Forse sì, ma vale la pena citare Borges, che asseriva con dogmatica certezza: “Quattro sono le storie. Per tutto il tempo che ci rimane, continueremo a narrarle, trasformarle.” Superata questa prima, legittima - ma non troppo - perplessità, le due ore scarse di Wild assicurano allo spettatore il miglior sviluppo possibile della trita e ritrita parabola umana del viandante alla ricerca di sé stesso. La regia di Vallée aderisce alla sceneggiatura di Nick Hornby, concentrandosi su Cheryl (Reese Witherspoon) e non cedendo mai il passo alla tentazione del mero compiacimento estetico, come gli sconfinati scenari degli States potrebbero suggerire. Wild è la storia di un'anima, e ogni metro di terra, di roccia o di torrente inquadrato viene filtrato dall'esperienza diretta della protagonista, e su di lei imprime la sua decisa impronta, sia essa fisica o spirituale. Più scarno e crudo rispetto al lirismo furbetto del pregevole Into the wild, il film di Vallée fiorisce grazie a una narrazione lineare che non è mai schiava delle proprie regole, alternando con sensibilità il viaggio di Cheryl con sprazzi analettici che ne rievocano il tormentato passato - reso ancor più vivido dall'ottima performance di Laura Dern nel ruolo della madre, Bobbi. In quest'ottica, lo spettatore cammina al fianco della protagonista e compie, assieme a lei, la graduale scoperta del suo ego nascosto, della sua vera essenza.

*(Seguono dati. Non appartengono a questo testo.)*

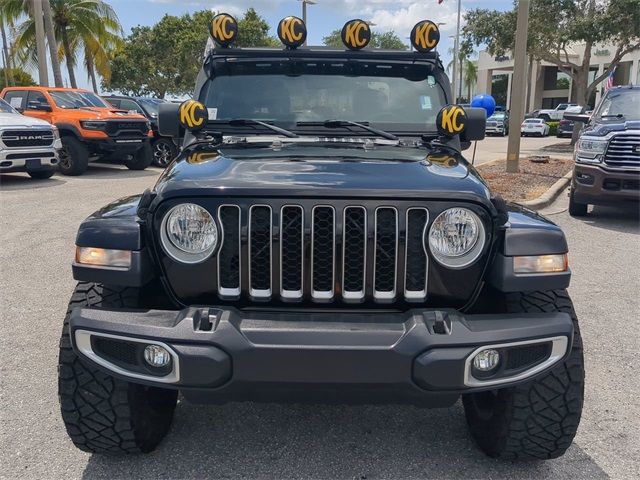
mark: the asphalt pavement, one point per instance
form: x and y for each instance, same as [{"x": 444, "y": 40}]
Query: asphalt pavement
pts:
[{"x": 38, "y": 225}]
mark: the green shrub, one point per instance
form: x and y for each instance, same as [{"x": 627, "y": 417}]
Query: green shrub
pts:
[{"x": 553, "y": 127}]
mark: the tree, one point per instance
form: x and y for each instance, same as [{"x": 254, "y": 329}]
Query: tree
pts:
[
  {"x": 387, "y": 40},
  {"x": 88, "y": 26},
  {"x": 165, "y": 59},
  {"x": 556, "y": 25},
  {"x": 19, "y": 77}
]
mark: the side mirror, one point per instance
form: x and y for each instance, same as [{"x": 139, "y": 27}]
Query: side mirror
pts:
[
  {"x": 476, "y": 125},
  {"x": 42, "y": 107},
  {"x": 577, "y": 117},
  {"x": 168, "y": 120}
]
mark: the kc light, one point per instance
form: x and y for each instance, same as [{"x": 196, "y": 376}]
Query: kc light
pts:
[
  {"x": 103, "y": 257},
  {"x": 541, "y": 264},
  {"x": 189, "y": 233},
  {"x": 456, "y": 238}
]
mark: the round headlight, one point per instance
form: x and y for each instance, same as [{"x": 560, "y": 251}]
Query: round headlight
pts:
[
  {"x": 189, "y": 233},
  {"x": 456, "y": 238}
]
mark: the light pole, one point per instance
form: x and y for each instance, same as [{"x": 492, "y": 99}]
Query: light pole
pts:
[
  {"x": 304, "y": 12},
  {"x": 456, "y": 49},
  {"x": 439, "y": 25},
  {"x": 518, "y": 89}
]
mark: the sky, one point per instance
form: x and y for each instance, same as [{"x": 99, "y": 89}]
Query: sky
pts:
[{"x": 322, "y": 18}]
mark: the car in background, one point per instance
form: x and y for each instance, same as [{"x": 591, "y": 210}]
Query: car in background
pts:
[
  {"x": 27, "y": 144},
  {"x": 534, "y": 127},
  {"x": 607, "y": 154},
  {"x": 498, "y": 124},
  {"x": 164, "y": 148},
  {"x": 90, "y": 128},
  {"x": 555, "y": 114}
]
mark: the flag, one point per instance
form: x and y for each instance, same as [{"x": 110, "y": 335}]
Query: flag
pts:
[{"x": 611, "y": 78}]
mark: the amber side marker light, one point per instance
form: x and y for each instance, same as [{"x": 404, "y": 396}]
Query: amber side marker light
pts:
[
  {"x": 102, "y": 257},
  {"x": 541, "y": 264}
]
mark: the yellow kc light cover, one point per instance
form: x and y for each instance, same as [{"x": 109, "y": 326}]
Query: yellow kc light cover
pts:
[
  {"x": 451, "y": 120},
  {"x": 193, "y": 115},
  {"x": 223, "y": 29},
  {"x": 292, "y": 32},
  {"x": 356, "y": 34},
  {"x": 425, "y": 36}
]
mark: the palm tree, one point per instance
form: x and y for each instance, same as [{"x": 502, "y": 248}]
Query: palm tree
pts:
[{"x": 90, "y": 27}]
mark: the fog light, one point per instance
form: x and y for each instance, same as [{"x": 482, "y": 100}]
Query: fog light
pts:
[
  {"x": 486, "y": 360},
  {"x": 102, "y": 257},
  {"x": 541, "y": 264},
  {"x": 157, "y": 356}
]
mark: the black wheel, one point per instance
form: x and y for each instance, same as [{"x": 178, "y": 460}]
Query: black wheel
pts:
[
  {"x": 538, "y": 419},
  {"x": 577, "y": 209},
  {"x": 103, "y": 414},
  {"x": 141, "y": 159},
  {"x": 164, "y": 150},
  {"x": 74, "y": 157},
  {"x": 42, "y": 174}
]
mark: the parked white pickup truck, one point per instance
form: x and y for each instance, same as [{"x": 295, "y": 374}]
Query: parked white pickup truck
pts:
[
  {"x": 27, "y": 144},
  {"x": 556, "y": 114}
]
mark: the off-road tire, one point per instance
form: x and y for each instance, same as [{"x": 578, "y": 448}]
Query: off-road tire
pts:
[
  {"x": 537, "y": 419},
  {"x": 141, "y": 158},
  {"x": 74, "y": 159},
  {"x": 42, "y": 174},
  {"x": 577, "y": 209},
  {"x": 103, "y": 414},
  {"x": 164, "y": 150}
]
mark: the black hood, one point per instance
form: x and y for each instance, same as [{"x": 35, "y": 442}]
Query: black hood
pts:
[{"x": 322, "y": 170}]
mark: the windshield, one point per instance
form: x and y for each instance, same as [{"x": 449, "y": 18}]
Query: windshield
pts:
[
  {"x": 68, "y": 99},
  {"x": 620, "y": 103},
  {"x": 380, "y": 96},
  {"x": 6, "y": 108},
  {"x": 151, "y": 105}
]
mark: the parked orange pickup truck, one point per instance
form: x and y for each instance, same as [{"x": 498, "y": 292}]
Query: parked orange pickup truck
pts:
[{"x": 90, "y": 128}]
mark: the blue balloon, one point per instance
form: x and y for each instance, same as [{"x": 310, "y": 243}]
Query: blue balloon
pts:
[{"x": 484, "y": 101}]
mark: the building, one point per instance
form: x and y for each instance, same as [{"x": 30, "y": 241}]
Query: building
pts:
[{"x": 547, "y": 85}]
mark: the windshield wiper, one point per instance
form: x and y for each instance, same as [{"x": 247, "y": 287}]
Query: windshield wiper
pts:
[
  {"x": 349, "y": 123},
  {"x": 273, "y": 128}
]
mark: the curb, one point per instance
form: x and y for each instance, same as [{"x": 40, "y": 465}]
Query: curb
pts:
[{"x": 548, "y": 197}]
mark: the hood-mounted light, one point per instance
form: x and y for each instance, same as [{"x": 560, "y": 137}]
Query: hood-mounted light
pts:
[
  {"x": 425, "y": 36},
  {"x": 292, "y": 32},
  {"x": 356, "y": 34},
  {"x": 223, "y": 29}
]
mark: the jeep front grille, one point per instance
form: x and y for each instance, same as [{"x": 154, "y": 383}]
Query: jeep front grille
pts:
[
  {"x": 624, "y": 151},
  {"x": 322, "y": 252},
  {"x": 27, "y": 138}
]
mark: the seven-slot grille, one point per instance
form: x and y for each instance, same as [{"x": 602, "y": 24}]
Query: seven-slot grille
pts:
[
  {"x": 323, "y": 253},
  {"x": 27, "y": 138},
  {"x": 623, "y": 151}
]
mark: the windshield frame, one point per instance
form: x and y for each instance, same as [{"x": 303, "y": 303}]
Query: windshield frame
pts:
[
  {"x": 57, "y": 96},
  {"x": 411, "y": 61},
  {"x": 6, "y": 108},
  {"x": 598, "y": 112}
]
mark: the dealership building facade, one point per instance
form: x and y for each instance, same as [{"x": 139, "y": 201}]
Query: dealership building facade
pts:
[{"x": 547, "y": 86}]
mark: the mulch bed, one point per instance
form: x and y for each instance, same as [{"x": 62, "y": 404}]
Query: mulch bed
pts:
[{"x": 533, "y": 180}]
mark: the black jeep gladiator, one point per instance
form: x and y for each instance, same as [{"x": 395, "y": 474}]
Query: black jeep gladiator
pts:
[{"x": 321, "y": 238}]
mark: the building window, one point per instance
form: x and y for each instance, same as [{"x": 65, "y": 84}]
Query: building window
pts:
[{"x": 554, "y": 79}]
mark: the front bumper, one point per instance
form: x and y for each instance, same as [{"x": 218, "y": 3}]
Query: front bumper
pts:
[
  {"x": 594, "y": 185},
  {"x": 221, "y": 354},
  {"x": 32, "y": 159}
]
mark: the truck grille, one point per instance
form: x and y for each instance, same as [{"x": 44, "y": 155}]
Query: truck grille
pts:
[
  {"x": 27, "y": 138},
  {"x": 322, "y": 252},
  {"x": 624, "y": 151}
]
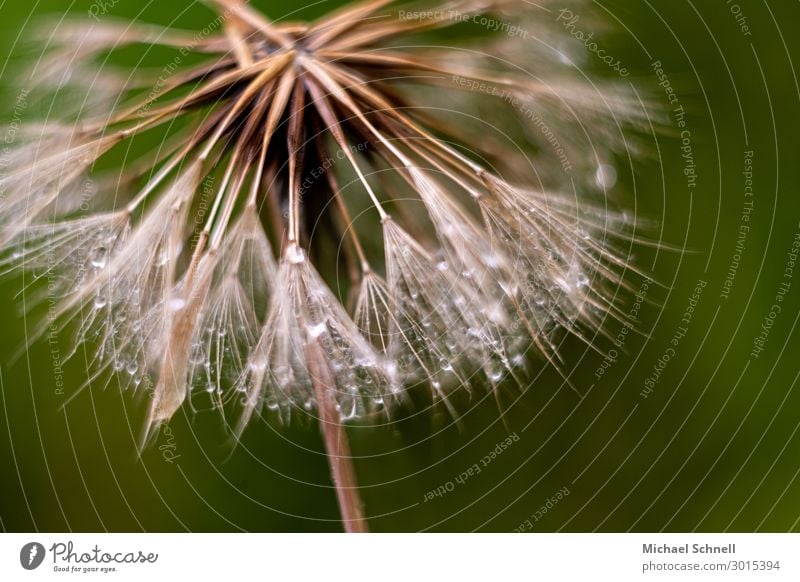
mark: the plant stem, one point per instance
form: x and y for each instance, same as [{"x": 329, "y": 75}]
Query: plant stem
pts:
[{"x": 336, "y": 445}]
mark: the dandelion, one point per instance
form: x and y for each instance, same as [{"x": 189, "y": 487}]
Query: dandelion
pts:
[{"x": 205, "y": 266}]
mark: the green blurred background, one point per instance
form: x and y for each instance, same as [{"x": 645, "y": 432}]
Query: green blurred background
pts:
[{"x": 714, "y": 446}]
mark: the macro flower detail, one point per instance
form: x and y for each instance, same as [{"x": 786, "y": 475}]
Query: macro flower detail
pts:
[{"x": 312, "y": 231}]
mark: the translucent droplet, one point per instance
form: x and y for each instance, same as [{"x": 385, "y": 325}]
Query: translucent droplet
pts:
[
  {"x": 294, "y": 254},
  {"x": 176, "y": 304},
  {"x": 606, "y": 176},
  {"x": 314, "y": 331},
  {"x": 99, "y": 258}
]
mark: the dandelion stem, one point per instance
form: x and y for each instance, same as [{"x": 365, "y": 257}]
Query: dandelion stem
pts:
[{"x": 336, "y": 443}]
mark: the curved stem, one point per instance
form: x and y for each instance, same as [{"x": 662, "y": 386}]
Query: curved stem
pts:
[{"x": 336, "y": 444}]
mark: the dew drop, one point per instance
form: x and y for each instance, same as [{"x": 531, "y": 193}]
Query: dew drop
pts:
[
  {"x": 606, "y": 176},
  {"x": 176, "y": 304}
]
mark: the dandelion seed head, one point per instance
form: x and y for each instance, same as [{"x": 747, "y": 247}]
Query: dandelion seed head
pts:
[{"x": 206, "y": 267}]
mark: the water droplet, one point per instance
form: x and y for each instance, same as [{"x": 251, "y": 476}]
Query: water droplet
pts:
[
  {"x": 176, "y": 304},
  {"x": 606, "y": 176},
  {"x": 314, "y": 331},
  {"x": 294, "y": 254},
  {"x": 99, "y": 258}
]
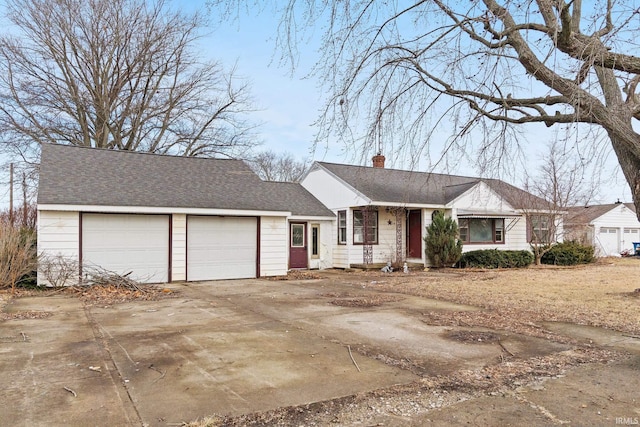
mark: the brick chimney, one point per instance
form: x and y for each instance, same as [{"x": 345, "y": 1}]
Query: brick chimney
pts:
[{"x": 378, "y": 161}]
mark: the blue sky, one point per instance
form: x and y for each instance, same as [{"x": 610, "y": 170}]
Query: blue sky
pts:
[{"x": 288, "y": 104}]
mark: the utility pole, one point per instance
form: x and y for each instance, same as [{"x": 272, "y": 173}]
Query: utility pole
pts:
[
  {"x": 25, "y": 212},
  {"x": 11, "y": 194}
]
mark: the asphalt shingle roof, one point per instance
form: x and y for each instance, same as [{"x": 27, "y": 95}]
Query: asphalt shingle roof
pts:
[
  {"x": 72, "y": 175},
  {"x": 586, "y": 214},
  {"x": 401, "y": 186}
]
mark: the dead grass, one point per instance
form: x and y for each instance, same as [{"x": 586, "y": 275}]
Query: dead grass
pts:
[{"x": 601, "y": 294}]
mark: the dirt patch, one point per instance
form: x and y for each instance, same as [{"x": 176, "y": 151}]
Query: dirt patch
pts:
[
  {"x": 370, "y": 300},
  {"x": 597, "y": 294},
  {"x": 472, "y": 336},
  {"x": 109, "y": 294},
  {"x": 297, "y": 275},
  {"x": 417, "y": 399},
  {"x": 25, "y": 315}
]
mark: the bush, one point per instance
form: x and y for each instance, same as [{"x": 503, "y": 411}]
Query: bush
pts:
[
  {"x": 494, "y": 258},
  {"x": 442, "y": 246},
  {"x": 18, "y": 256},
  {"x": 569, "y": 253}
]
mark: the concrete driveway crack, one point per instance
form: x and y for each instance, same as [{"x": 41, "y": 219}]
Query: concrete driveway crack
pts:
[{"x": 128, "y": 405}]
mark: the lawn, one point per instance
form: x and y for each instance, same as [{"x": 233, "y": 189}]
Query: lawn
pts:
[{"x": 606, "y": 293}]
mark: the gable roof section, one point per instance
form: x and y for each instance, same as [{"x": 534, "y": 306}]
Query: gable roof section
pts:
[
  {"x": 401, "y": 186},
  {"x": 82, "y": 176},
  {"x": 297, "y": 199}
]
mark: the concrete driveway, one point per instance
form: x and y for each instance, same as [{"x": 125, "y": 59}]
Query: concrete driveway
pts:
[{"x": 228, "y": 347}]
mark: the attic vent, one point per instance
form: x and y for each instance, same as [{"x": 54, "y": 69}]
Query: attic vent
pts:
[{"x": 378, "y": 161}]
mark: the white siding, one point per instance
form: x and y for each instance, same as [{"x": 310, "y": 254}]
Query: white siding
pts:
[
  {"x": 179, "y": 247},
  {"x": 482, "y": 198},
  {"x": 620, "y": 218},
  {"x": 274, "y": 246},
  {"x": 58, "y": 234}
]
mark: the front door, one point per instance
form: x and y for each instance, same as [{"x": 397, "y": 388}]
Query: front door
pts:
[
  {"x": 414, "y": 234},
  {"x": 298, "y": 245}
]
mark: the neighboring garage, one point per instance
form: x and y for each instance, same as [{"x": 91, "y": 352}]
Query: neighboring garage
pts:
[
  {"x": 221, "y": 247},
  {"x": 612, "y": 229},
  {"x": 609, "y": 240},
  {"x": 135, "y": 244}
]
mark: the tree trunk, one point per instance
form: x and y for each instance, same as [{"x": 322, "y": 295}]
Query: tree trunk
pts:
[{"x": 630, "y": 164}]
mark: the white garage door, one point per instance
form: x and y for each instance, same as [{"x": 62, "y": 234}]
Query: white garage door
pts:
[
  {"x": 608, "y": 242},
  {"x": 221, "y": 247},
  {"x": 128, "y": 243}
]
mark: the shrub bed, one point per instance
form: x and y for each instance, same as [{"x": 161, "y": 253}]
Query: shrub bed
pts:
[
  {"x": 568, "y": 253},
  {"x": 494, "y": 258}
]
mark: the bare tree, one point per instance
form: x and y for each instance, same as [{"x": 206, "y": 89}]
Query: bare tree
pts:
[
  {"x": 563, "y": 181},
  {"x": 271, "y": 166},
  {"x": 413, "y": 70},
  {"x": 116, "y": 74}
]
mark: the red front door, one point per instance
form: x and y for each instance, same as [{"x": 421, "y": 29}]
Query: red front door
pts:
[
  {"x": 298, "y": 245},
  {"x": 414, "y": 234}
]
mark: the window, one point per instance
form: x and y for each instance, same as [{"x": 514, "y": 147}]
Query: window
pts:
[
  {"x": 315, "y": 239},
  {"x": 481, "y": 230},
  {"x": 342, "y": 227},
  {"x": 360, "y": 235},
  {"x": 540, "y": 228}
]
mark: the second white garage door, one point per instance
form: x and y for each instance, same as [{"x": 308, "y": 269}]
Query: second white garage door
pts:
[{"x": 221, "y": 247}]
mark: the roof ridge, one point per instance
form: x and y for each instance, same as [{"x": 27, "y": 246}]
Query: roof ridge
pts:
[
  {"x": 125, "y": 152},
  {"x": 403, "y": 170}
]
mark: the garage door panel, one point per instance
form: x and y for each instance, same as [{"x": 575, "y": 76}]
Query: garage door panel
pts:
[
  {"x": 128, "y": 243},
  {"x": 221, "y": 248},
  {"x": 608, "y": 240}
]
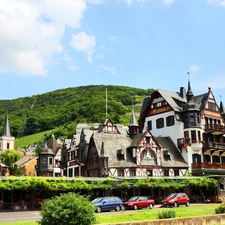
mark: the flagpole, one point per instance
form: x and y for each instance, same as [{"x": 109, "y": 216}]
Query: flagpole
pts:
[{"x": 106, "y": 102}]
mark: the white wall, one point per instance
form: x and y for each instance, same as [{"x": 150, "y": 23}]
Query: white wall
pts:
[{"x": 175, "y": 131}]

A scanso di equivoci, va detto che Wild non è quello che si definirebbe un film coraggioso: si attiene infatti ai canoni del racconto di viaggio, riuscendo a fonderlo con il dramma biografico di una donna che non riesce a perdonarsi. Siamo sugli stessi binari geografici di Into the wild, ma le tematiche e le riflessioni suggeriscono somiglianze ben più evidenti col recente Tracks, dove una stravolta Mia Wasikowska attraversava il deserto australiano alla ricerca di redenzione personale. Lo stesso fa Cheryl, intraprendendo un percorso che è agli antipodi di quello di Christopher McCandless, in fuga dalla società ma fiducioso e ottimista. L'(anti)eroina di Vallée è invece circospetta, a tratti sfiduciata e sopraffatta da un mondo che, in tutto e per tutto, sembra volerla sommergere: in questo, i suggestivi ma ostili paesaggi degli Stati Uniti diventano specchio delle passate vicissitudini di Cheryl, del dolore che l'ha aggredita sin dall'infanzia, senza che vi fosse stata preparata. Meraviglia bambinesca e cinismo si danno la mano nell'interpretazione di Reese Witherspoon (qui anche in veste di produttrice), che offre la summa delle sue capacità metamorfiche nell'affrontare un personaggio dall'adolescenza fino all'età adulta, mostrandone le contraddizioni con una verosimiglianza che supera i confini della messinscena e diventa verità. L'immersione dell'ex fidanzatina d'America in un ruolo non privo di zone d'ombra conferma il talento di Vallée nel ritrarre personaggi travagliati e emotivamente policromi, a maturare un interesse già palesato con Dallas Buyers Club.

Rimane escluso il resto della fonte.